Much of the film's rehearsal process was intended to be taken up, by Ledger's estimation, with physical exercises and jousting. He and several others had to learn how to ride horses and hand jousting equipment. But having the cast — Ledger, Sossamon, Bettany, but also the incredibly funny Mark Addy, Laura Fraser, and Alan Tudyk — bond as friends was vital to Helgeland, and Ledger was pleased to report that the month of bonding worked:

"Yeah, we were meant to, and we did. But ultimately Brian just wanted us to get there and become friends and create something that glued us all together on screen — and we did, instantly. We all bonded and hopefully it comes over on screen."

Carousing

The interviewer on Cinema.com asked Ledger if there had been a lot of carousing.
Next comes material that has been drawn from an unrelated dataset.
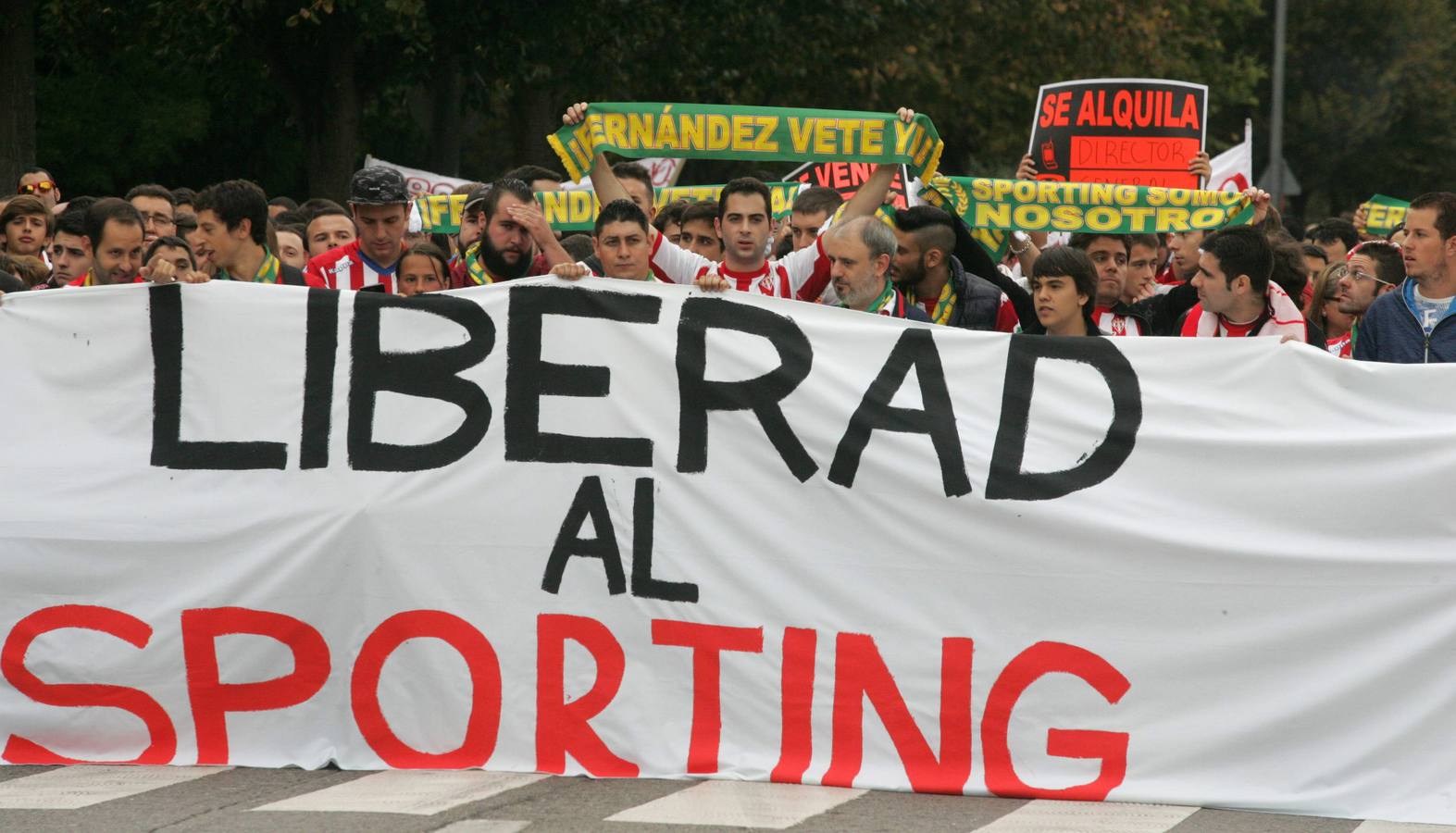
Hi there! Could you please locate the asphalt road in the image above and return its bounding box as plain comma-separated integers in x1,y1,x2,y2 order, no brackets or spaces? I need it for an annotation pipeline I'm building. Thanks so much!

Indeed there had been. One almost wishes one of the cast members had carried a consumer-grade video camera into the bars of Prague in 2000 just so the public could have witnessed said carousal by Ledger, Addy, Bettany, and all the rest. Also so that attentive fans could write down the name of the Prague bar where Ledger seems to have found an amazing deal on beer:

"You bet. We hit all the bars. I think the cheapest beer we found was about 25 cents for a big flagon so a lot of fun was had by all."

Despite all the carousing, Ledger and Helgeland were professional once they came to set. The interviewer asked Ledger if he did any of his own jousting, to which Ledger happily replied that of course he didn't. He said that he was willing to do as much as he could, but also understood how jousting, even faked for a movie, was way too dangerous. Indeed, a stunt performer was even injured during a jousting scene: 

"I would do it, and we did as much of it as we could, but I'm really not willing to ride a horse towards another rider at full speed and hit them with a stick, or get hit myself. It was just way too f***king dangerous. Stunt guys were getting injured badly. One guy had his jaw ripped back, and had 15 stitches and was back on the horse two weeks later ... and it happened again. They were really hitting each other. Unbelievable! So I'd like to have given it a shot, but ..."

"A Knight's Tale" is currently available on Starz. "The Canterbury Tales" is available wherever Penguin paperbacks are sold.